1. Introduce the status quo.
2. Develop the status quo’s world.
3. Introduce a surprising element.
4. Bring about conclusion of element’s change on the status quo.

That doesn’t sound boring. It sounds different. Not the West’s cup of tea, so to speak, but at the same time… I find that I do like stories written like it, and that, just as with Western plotting, there are badly written kishōtenketsu, and well-written ones, and even kishōtenketsu that can almost fool you into believing they have a conflict.

Actually, it’s amusing to do this exercise: you know how there are some writers who, on analysis of plot, will try to shove every story into a three-act structure? Even plays that are 5-act, like Shakespeare’s? What if we tried to cram every plot into a kishōtenketsu structure? Granted, this is more of a petty vengeance on my part, as I am annoyed by the number of times stories have been pressganged into further interpretations of The Hero’s Journey.

Let’s play with this idea, though!

Lord of the Rings a la kishōtenketsu:

1. Hobbits live in a wonderful quaint world.

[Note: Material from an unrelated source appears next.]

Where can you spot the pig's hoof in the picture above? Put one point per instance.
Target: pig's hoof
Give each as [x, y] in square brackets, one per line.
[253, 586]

2. We explore this world, and then the wider world of Middle Earth as the Ring is taken on a quest.

3. Surprising element: due in large part to the betrayal by Sean Bean Boromir, Frodo and Sam have to take the Ring to Mordor by themselves.

4. They do this, and their relationship is strained by and grows through this hardship.

From this point of view, it almost doesn’t matter that at the end eagles swoop in and save everybody.

Let’s look at something else in more detail; that is, chaining kishōtenketsu. Here’s part of Harry Potter and the Philosopher’s Stone a la chained kishōtenketsu (with each kishōtenketsu labeled by letters):

A1. The wizarding world is introduced briefly.

A2. Harry Potter’s mundane world is introduced in contrast.

A3. The letters from no one arrive.

A4/B1. The Dursleys grab Harry and flee to an isolate lighthouse.

B2. Harry Potter’s birthday arrives.

B3. Hagrid arrives. We find out that Harry is a wizard.

B4/C1. Hagrid takes Harry away to Diagon Alley after a confrontation with the Dursleys.

C1. We are introduced again to the wizarding world. Quirrel is involved.

C2. We are introduced more deeply into the wizarding world with Diagon Alley, this time contrasting with the mundane world.

C3. The surprising element is introduced gradually: Voldemort.

etc.

How about many murder mysteries?

1. The world is explored. People’s motivations in particular.

2. Murder occurs, changing the world, and spurs the detective into action.

3. The aha! moment of the detective.

4. Explanation and comeuppance of the murderer.

This actually also doesn’t quite fit, but then again, others have tried shoving murder mysteries into the Hero’s Journey, which fits about as well: wrinkly and ill-tailored.

So when I look back on the work that made me happiest to write it (which is perhaps not a good measure of what a writer should write), I see much more strongly the kishōtenketsu structure than a three-act structure (or a five-act structure, or what have you). It fits me and my writing like a glove.

Now, how to reconcile this with the fact that I live in the West and, frankly, the West does not like conflictless plots?

Well. I guess I either have to accept that I’m never going to write crowd-pleasers, or else I’m going to need to learn to plot with conflict.